During catch up of a major backlog, the receiving slon slows down further and further, sometimes to a point where it cannot keep up any longer with the rate of new changes being logged.
This is caused by a problem in the query from the remoteWorker selecting from sl_log. The lower boundary for the log tuples is the min_xid of the first snapshot OR the xip-vector of the first snapshot. That OR clause causes the planner to fail to create a lower scankey for the index scan against sl_log. It therefore always scans from the beginning with a filter condition. At some point this becomes so expensive that it even switches to a seqscan.

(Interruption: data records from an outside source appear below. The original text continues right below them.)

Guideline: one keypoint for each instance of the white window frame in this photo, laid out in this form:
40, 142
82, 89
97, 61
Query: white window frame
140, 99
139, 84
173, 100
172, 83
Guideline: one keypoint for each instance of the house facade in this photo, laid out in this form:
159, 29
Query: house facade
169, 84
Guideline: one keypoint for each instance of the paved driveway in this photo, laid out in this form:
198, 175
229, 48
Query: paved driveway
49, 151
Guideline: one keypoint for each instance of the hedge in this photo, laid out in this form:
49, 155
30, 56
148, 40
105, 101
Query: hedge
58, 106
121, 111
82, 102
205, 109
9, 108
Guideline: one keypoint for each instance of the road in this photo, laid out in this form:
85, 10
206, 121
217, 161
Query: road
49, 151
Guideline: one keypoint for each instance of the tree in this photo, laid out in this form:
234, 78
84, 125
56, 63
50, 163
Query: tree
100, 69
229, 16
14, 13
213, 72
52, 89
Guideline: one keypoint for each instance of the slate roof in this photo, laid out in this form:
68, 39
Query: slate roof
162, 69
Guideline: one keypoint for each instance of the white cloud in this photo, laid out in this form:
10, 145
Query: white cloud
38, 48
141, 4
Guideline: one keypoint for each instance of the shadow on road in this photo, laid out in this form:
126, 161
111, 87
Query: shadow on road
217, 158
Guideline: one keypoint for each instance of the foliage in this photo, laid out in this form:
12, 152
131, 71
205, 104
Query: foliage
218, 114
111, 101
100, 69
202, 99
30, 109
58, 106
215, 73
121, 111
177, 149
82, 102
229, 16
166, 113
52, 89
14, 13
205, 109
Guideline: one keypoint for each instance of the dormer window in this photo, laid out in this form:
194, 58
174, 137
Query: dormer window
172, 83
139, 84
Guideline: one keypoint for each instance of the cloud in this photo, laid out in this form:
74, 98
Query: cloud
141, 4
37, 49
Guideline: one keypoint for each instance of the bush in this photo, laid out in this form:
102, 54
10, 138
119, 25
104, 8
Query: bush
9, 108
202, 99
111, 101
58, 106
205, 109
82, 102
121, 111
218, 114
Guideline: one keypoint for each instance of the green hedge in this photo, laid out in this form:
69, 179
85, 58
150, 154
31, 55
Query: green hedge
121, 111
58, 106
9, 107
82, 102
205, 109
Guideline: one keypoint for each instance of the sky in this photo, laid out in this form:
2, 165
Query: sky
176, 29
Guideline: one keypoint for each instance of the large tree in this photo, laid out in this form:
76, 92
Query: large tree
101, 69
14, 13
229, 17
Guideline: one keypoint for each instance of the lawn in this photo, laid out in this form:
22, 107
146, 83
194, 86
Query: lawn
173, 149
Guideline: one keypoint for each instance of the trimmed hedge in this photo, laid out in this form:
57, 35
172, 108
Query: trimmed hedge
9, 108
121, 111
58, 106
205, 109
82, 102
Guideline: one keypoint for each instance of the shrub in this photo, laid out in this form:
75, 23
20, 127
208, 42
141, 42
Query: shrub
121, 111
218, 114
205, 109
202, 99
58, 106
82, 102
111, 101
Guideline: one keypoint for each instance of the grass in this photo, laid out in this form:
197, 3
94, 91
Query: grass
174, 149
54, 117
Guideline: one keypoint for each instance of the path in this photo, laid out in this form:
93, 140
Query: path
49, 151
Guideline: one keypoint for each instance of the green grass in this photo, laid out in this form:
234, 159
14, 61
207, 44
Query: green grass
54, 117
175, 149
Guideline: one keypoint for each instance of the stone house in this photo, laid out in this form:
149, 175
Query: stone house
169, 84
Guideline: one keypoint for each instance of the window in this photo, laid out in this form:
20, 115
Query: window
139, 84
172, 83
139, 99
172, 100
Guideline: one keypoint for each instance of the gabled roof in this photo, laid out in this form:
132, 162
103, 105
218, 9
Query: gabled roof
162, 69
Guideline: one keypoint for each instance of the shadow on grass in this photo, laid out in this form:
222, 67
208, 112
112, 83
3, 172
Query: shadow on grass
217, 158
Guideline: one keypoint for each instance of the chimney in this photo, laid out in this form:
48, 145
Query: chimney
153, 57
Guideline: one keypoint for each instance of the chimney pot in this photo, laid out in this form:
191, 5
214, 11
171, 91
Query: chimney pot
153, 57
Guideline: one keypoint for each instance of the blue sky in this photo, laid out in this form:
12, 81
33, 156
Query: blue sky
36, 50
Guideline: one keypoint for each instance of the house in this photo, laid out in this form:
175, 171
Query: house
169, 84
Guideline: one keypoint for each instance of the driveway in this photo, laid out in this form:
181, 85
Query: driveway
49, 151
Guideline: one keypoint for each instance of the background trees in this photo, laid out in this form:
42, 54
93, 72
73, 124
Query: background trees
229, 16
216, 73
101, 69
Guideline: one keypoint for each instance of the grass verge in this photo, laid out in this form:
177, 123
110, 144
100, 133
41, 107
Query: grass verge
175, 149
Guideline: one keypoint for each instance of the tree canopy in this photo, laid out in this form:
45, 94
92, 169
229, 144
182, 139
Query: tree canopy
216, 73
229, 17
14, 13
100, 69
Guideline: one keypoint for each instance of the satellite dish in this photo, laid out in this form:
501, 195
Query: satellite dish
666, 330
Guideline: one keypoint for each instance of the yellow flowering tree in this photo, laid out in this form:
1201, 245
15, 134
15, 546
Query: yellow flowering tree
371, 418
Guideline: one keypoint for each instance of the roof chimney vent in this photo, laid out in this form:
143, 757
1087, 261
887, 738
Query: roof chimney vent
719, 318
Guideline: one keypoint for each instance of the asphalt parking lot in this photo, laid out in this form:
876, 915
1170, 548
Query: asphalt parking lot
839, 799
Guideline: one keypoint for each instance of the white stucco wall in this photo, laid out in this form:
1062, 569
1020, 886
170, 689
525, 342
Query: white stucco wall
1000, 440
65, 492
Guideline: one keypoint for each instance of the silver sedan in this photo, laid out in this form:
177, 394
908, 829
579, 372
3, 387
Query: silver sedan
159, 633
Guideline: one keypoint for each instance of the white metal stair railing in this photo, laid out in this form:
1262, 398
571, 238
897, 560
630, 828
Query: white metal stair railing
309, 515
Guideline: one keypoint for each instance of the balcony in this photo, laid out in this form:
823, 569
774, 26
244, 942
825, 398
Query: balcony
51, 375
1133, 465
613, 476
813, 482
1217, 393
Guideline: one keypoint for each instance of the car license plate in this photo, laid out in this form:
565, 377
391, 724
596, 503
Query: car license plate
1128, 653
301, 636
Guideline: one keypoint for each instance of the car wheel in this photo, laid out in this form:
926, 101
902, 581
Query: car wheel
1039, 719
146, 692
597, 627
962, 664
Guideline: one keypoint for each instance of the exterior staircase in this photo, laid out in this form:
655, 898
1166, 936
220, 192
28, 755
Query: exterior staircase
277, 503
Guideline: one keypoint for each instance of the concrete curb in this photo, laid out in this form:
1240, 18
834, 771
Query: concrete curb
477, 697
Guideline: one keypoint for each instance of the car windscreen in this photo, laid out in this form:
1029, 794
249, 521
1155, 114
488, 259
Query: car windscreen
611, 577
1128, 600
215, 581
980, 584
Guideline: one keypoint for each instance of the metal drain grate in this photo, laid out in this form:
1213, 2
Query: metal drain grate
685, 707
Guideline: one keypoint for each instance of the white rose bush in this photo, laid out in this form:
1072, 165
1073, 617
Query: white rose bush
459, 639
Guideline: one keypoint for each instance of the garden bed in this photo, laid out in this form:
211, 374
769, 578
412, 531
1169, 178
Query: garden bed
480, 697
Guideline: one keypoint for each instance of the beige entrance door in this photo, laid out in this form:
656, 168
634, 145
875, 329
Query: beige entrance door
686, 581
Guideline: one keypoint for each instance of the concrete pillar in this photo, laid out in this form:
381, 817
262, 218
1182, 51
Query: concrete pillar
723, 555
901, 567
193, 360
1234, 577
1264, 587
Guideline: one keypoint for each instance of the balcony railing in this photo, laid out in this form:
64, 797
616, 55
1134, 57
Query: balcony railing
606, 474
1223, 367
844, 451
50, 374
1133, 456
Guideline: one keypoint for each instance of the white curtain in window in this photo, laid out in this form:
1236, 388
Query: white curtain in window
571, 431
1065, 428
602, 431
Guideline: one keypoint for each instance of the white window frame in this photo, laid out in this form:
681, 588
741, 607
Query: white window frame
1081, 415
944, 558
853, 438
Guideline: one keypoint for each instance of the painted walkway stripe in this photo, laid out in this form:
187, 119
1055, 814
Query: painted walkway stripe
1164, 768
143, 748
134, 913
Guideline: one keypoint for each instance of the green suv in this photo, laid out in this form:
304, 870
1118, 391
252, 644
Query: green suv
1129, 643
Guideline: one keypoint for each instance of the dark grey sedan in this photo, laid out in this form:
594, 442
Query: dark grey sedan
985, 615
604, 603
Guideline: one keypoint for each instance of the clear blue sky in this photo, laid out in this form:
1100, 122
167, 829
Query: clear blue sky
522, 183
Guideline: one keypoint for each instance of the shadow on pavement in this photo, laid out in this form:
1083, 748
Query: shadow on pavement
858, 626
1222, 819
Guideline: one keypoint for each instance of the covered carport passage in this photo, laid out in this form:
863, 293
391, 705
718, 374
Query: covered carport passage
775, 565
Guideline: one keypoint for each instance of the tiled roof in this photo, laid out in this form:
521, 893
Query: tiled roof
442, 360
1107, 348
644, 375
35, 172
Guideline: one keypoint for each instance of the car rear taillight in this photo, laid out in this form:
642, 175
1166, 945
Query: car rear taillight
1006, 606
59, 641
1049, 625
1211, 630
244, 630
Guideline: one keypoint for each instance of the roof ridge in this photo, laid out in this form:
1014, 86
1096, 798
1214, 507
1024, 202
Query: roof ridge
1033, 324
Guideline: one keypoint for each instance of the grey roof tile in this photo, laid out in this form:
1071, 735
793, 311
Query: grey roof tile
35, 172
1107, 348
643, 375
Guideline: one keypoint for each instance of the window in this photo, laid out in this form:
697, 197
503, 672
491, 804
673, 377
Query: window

The attempted fix for this will be to extract those transactions, that were in progress at the first snapshot and are no longer in progress at the second, out into another UNION. This will allow the plan to use a lower bound scankey for the bulk of the log rows and pull the few transactions from the current OR clause in with a nested loop of index scans.
I have combined the EXPLAIN_INTERVAL feature with the new log selection query into one commit for review here:
The new query seems to be completely independent of the sl_log_* size with respect to the delay for the first row. Since the plan ALWAYS requires a Sort step at the top and that sort does not include wide rows, we can assume that the entire result set at that moment is in local memory of the backend unless there is a mismatch between workmem and max sync group settings.
The delay for the first row is now consistently only a small fraction of the entire processing time for a sync group. This completely obsoletes any need for sync pipelining.
As a side note, I was curious if Londiste/SkyTools is suffering from the same problem and was surprised that their logic already resembles what I came up with. They have a stored PL/pgSQL procedure that assembles the query while we do it in C, but the query structure is very similar.
Relevant Skytools code:
Per the verbal discussion, I'd be keen to see an alternative implementation that pushes generation of the query(queries?) into a pl/pgsql function.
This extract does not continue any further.